Headline News

Teamsters: Investment Can End Small Town Decline


The Great Recession affected Americans living everywhere. But nowhere was it felt worse than in small-town America, which is bleeding population when compared to its big-city brethren in part due to the loss of job opportunities.

The nation’s largest cities are soaring compared to the rural U.S. In fact, those living outside metropolitan areas have experienced a population decrease for three straight years. And small metropolitan areas – places like Dalton, Ga. or El Centro, Calif. or Grand Junction, Colo. – aren’t doing much better.

As William Frey, a senior fellow with the Brookings Institution, wrote earlier this year, “In the three years following 2010, roughly six in 10 rural counties experienced population losses compared with less than half in the mid-2000s.
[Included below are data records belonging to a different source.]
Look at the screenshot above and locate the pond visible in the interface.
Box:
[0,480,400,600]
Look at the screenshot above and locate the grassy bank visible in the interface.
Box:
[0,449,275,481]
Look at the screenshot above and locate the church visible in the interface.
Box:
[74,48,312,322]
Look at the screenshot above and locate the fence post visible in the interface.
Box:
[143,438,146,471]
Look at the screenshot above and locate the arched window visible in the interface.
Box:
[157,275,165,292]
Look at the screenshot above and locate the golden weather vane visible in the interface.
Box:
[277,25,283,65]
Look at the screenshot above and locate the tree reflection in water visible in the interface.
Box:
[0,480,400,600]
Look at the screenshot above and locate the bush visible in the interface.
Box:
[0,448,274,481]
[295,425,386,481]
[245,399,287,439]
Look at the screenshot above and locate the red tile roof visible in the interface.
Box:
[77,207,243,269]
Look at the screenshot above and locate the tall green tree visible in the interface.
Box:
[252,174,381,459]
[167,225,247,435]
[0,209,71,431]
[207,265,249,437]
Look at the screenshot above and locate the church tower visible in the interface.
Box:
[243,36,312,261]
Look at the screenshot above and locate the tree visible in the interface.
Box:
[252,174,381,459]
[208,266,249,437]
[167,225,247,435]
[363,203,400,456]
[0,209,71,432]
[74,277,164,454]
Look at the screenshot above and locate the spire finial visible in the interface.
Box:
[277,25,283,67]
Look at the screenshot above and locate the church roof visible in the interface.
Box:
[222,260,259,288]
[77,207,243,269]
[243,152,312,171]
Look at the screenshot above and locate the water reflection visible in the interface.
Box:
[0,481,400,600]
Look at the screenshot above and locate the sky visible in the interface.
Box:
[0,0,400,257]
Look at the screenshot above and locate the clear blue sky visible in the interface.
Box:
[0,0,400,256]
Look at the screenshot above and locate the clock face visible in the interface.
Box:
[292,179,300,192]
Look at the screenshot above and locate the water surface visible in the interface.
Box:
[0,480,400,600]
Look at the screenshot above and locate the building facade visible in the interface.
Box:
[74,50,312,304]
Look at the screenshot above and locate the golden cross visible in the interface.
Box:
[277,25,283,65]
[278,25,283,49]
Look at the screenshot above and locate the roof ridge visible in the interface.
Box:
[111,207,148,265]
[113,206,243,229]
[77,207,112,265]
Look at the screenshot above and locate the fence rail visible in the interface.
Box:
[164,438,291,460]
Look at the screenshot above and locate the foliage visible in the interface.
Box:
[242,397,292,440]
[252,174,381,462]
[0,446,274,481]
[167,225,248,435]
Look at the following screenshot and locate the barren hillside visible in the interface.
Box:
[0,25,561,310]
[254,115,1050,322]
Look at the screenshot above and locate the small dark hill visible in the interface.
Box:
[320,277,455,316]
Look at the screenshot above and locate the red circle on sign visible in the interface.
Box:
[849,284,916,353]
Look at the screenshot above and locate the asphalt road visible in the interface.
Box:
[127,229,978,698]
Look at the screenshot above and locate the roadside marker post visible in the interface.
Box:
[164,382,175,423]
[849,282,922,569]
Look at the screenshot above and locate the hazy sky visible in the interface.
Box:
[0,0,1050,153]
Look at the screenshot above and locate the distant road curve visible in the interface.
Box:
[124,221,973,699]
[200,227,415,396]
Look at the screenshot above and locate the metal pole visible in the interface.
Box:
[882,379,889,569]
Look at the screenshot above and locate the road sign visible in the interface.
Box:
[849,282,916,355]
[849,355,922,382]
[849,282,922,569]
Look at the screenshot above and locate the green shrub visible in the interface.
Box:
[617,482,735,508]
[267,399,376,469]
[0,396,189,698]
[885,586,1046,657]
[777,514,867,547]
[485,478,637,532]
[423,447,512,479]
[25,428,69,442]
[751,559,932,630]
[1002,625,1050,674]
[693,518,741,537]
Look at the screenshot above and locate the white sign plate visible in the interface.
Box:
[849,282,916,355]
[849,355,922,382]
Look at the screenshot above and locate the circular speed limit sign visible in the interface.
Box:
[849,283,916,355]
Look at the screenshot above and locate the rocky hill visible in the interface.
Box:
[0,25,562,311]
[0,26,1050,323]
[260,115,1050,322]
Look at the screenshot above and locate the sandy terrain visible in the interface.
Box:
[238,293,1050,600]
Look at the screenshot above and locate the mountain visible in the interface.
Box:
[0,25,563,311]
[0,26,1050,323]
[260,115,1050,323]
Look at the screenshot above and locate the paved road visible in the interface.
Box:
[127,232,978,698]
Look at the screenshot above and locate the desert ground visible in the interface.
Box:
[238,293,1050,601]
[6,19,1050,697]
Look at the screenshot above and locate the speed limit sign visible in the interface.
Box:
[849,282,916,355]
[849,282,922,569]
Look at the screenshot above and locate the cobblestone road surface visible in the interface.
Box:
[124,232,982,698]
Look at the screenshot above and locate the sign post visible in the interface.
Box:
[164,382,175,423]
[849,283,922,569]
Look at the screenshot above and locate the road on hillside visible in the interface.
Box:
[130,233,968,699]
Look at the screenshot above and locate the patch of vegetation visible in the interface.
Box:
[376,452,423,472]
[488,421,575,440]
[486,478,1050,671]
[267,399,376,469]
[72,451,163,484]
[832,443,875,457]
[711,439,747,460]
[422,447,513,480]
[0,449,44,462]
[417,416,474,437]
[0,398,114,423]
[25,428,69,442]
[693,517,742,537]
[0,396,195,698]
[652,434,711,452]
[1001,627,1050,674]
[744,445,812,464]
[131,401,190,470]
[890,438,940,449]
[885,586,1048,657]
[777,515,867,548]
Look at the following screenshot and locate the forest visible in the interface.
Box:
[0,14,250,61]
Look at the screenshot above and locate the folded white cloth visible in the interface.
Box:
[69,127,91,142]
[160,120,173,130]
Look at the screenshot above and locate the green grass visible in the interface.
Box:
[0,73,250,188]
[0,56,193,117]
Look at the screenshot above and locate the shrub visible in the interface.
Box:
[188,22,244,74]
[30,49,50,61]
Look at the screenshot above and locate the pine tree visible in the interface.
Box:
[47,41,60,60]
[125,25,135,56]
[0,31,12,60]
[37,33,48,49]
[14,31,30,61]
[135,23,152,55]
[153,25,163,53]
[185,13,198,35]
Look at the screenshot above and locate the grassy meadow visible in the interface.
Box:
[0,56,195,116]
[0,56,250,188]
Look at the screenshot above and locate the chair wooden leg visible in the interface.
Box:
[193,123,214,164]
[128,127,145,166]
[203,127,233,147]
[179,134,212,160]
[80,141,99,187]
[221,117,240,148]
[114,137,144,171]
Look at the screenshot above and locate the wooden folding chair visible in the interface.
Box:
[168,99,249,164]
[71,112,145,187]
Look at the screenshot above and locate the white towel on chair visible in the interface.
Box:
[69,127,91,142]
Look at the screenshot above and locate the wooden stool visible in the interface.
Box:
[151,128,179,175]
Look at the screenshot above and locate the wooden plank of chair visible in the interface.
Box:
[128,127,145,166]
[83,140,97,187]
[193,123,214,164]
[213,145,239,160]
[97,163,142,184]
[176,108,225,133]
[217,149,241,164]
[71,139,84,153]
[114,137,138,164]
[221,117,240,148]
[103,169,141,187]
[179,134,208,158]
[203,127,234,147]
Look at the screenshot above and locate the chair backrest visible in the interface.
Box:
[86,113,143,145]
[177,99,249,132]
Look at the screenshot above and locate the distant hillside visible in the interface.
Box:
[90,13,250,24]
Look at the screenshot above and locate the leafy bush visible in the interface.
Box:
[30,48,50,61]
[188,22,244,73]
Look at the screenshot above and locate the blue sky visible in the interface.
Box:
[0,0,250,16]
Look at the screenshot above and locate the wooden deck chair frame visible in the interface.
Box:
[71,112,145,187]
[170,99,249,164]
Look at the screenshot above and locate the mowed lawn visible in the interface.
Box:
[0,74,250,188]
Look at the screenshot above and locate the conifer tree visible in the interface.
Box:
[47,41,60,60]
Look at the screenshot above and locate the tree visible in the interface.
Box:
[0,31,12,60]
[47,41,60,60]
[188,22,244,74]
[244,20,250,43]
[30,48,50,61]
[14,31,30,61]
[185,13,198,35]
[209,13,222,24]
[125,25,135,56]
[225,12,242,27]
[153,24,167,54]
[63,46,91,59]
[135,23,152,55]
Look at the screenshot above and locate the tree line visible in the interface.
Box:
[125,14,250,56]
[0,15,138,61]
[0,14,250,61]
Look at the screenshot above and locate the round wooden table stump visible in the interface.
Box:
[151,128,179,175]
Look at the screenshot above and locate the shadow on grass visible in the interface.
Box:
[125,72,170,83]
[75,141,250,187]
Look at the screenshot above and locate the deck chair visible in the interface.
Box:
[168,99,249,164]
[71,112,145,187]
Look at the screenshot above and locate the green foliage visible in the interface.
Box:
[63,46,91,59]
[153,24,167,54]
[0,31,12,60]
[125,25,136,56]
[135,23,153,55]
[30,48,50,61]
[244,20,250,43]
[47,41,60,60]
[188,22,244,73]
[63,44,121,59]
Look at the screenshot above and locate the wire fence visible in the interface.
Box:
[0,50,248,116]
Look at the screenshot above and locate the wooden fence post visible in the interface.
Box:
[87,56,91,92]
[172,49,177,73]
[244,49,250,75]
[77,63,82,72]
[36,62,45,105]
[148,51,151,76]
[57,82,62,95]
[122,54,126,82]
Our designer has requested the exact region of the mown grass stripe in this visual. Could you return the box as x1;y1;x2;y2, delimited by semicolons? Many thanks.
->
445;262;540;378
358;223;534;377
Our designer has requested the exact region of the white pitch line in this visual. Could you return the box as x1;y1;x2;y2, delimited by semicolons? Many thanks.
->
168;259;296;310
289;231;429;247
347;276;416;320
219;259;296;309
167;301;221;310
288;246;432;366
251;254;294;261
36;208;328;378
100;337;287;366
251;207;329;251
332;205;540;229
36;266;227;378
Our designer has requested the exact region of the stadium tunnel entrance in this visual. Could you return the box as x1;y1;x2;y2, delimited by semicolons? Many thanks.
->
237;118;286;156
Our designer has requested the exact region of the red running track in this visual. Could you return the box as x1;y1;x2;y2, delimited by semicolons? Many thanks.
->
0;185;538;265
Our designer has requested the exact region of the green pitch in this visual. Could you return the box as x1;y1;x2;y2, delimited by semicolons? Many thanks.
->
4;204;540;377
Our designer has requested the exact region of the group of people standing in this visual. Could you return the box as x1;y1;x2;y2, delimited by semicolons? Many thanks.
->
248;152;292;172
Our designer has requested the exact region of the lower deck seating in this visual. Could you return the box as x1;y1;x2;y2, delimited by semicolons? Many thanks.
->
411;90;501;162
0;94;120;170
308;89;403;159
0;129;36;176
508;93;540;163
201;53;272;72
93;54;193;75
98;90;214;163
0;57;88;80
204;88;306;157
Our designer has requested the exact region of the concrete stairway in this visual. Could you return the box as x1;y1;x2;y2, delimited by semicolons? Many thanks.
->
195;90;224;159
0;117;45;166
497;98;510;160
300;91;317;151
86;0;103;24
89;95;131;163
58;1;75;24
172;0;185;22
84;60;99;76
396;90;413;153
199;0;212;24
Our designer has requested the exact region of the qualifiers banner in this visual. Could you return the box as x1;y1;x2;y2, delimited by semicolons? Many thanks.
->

Back then, fully 499 non-metropolitan counties showed annual growth rates over 1 percent compared with just 224 last year. The recession and credit crunch led to sharp declines in manufacturing-based counties, with 70 percent showing population declines since 2010.”

What remains are communities that former residents barely recognize. One National Public Radio journalist, who delved into the ills of her hometown after years away, noted it is now full of boarded up shops, high unemployment and a soaring drug use problem. And that report is hardly the only one of its sort.

Author Peter Van Buren recently toured several towns along the East Coast, ranging from Atlantic City, N.J. to Jacksonville, N.C., home of Camp Lejeune. He found those that largely relied on one private industry were limping along, while those in Jacksonville – bolstered by federal spending – were living a mid-20th century lifestyle many in America still long to revisit.

Of course, the problem is much worse for the millions who are left behind in these crumbling towns. As joblessness increases, despair grows. And with it, a descent into drug addiction — be it heroin or methamphetamine – for some.

This nation’s leaders should not turn their backs on their own constituents. Yet for years, they have been at the very least neglectful. Time and again, they’ve approved corporate sweetheart deals that have benefitted big business at the expense of workers. Whether its trade deals or financial bailouts and pension cuts, too often Congress has slighted the middle class at the expense of the billionaire boys club members like the Koch Brothers.

America’s return to greatness can only be fueled one way – through additional jobs that allow hard-working Americans to support their families with food on the table and a roof over their heads.
And that doesn’t happen through lousy trade deals like the Trans-Pacific Partnership.  It comes when Congress decides to invest in this country’s greatest resource, its people.